In this case, the question arose collaterally. The, main question was whether the agreement set up by Collier in his bill, between himself and the plaintiff in execution, Rawls, was or was not made. Collateral to this, and in order to prove the existence of the agreement, by exhibiting a reason why Rawls should enter into it, Collier proposed to prove his own insolvency at the time. Whilst I must entertain some doubt, I conclude, with my colleagues, that upon principle, the evidence ought to have been excluded. 1 Greenleaf’s Evid. §§ 98, 99, 100, 101. Cowen & Hill’s Notes, part 1st, page 702. Lawson vs. Orear, 7 Alab. 784; 5 Alab. 277; 5 Porter, 382; 5 Alab. 731; 8 Port. 258.

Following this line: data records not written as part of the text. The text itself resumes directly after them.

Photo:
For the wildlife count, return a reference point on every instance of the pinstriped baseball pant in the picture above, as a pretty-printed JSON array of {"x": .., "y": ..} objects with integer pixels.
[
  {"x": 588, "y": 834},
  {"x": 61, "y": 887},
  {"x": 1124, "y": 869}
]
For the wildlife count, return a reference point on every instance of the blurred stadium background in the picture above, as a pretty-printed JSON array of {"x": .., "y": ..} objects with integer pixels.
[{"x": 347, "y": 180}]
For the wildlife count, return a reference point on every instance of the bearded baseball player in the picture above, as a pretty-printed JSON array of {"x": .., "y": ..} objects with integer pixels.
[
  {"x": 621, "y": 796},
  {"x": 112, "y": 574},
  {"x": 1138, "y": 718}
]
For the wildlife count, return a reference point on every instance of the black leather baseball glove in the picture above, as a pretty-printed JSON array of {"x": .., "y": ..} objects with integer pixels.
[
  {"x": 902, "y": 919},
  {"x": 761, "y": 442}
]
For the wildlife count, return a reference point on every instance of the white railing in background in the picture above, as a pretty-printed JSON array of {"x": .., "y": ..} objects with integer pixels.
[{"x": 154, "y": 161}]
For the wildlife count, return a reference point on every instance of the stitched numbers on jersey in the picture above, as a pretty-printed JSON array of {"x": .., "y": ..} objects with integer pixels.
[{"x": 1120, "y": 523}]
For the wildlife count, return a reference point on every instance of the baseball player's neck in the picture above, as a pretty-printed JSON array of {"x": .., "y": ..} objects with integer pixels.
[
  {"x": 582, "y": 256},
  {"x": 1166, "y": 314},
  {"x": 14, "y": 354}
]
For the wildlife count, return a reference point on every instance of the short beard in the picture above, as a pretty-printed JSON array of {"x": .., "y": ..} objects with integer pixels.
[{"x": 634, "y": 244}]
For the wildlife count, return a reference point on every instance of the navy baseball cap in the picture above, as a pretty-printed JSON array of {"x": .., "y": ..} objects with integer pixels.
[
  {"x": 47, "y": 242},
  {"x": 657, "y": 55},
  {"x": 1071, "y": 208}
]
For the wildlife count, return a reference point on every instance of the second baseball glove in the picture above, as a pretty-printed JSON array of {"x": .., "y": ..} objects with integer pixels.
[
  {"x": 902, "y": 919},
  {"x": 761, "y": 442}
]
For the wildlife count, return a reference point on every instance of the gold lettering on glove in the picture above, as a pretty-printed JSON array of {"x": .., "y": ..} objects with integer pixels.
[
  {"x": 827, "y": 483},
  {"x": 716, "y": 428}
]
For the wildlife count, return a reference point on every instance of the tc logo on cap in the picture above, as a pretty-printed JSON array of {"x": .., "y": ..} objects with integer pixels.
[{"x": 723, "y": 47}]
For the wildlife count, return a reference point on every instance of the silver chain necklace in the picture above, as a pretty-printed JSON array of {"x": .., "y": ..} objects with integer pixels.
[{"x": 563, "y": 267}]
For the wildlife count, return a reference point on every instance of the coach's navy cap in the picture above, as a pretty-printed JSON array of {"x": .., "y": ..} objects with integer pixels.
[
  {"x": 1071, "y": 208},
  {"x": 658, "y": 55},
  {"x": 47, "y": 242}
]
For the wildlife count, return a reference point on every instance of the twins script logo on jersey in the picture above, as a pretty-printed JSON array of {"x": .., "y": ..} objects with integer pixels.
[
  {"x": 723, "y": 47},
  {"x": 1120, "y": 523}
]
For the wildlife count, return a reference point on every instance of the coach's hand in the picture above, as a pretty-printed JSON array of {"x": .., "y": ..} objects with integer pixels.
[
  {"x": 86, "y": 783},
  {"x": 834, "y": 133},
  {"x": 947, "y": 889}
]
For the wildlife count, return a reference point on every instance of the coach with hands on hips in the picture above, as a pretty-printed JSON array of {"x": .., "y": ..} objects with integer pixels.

[7.] We are of the opinion that the Court erred in not in-, structing the Jury as requested, that they might consider the fact of the solvency of Bracewell and St. George, two of the defendants in the execution, as going to show that there was no such contract as that set up in the bill, between the plaintiff in execution, Rawls, and Collier. The solvency of these defendants in execution at the time when the contract is charged to have been entered into, is admitted by the complainant in his bill. The solvency of two of three defendants in execution, is certainly a reason why the plaintiff in execution should not agree with the third to discharge him, if he would apply the proceeds of his yearly labor to the payment of one-third the execution. If his whole debt was safe, what motive could the plaintiff have to agree to release one of the defendants, upon receiving from him, in the proceeds of his yearly labor, the one-third part? What motive, it may be asked with emphasis, where the agreement would work a discharge of the *419solvent security ? He would gain nothing, and lose the liability of the security on the appeal, Mr. St. George.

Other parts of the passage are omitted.